Reform, Despite the Giggles
A Royal Commission has been touring Britain for several months now, measuring the public’s appetite for parliamentary reform and particularly the right of titled heirs to automatically inherit a seat in the House of Lords. The commission’s conclusions were not announced, but the message was made clear by the result.
This week the Lords accepted a compromise plan that will allow only 92 of the almost 750 hereditary peers to remain in the House of Lords. The next step in reform is a vote in the House of Commons, where approval is considered a done deal. The issue will then return to Lords for a second approval.

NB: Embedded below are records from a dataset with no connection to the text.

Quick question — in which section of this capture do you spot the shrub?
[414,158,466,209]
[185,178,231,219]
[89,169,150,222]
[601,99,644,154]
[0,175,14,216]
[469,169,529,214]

Of the 1,200 or so peers in the House of Lords, 450 are life peers, generally men and women awarded lifetime seats for outstanding public contributions, from composer Andrew Lloyd-Weber to scientists and politicians. The rest are there because of their titled parentage, and they and their heirs could remain in Lords indefinitely without the current reform.
This touchy transition in Parliament has been handled gracefully, with some exceptions. The Earl of Burford, for instance, claiming support from God, the Queen and Shakespeare, and in fact a descendant of Charles II and his mistress Nell Gwyn, shoved, pushed and jumped his way onto the Woolsack, the wool-stuffed seat from which peers chair debates, to dramatize his rejection of the reform.
While many Britons enjoy the goofiness of performances like this, such antics should not diminish the importance of the enterprise being undertaken by Prime Minister Tony Blair’s government. Parliamentary reform is a serious issue. The object is an end, once and for all, to archaic elements of a fully democratic system.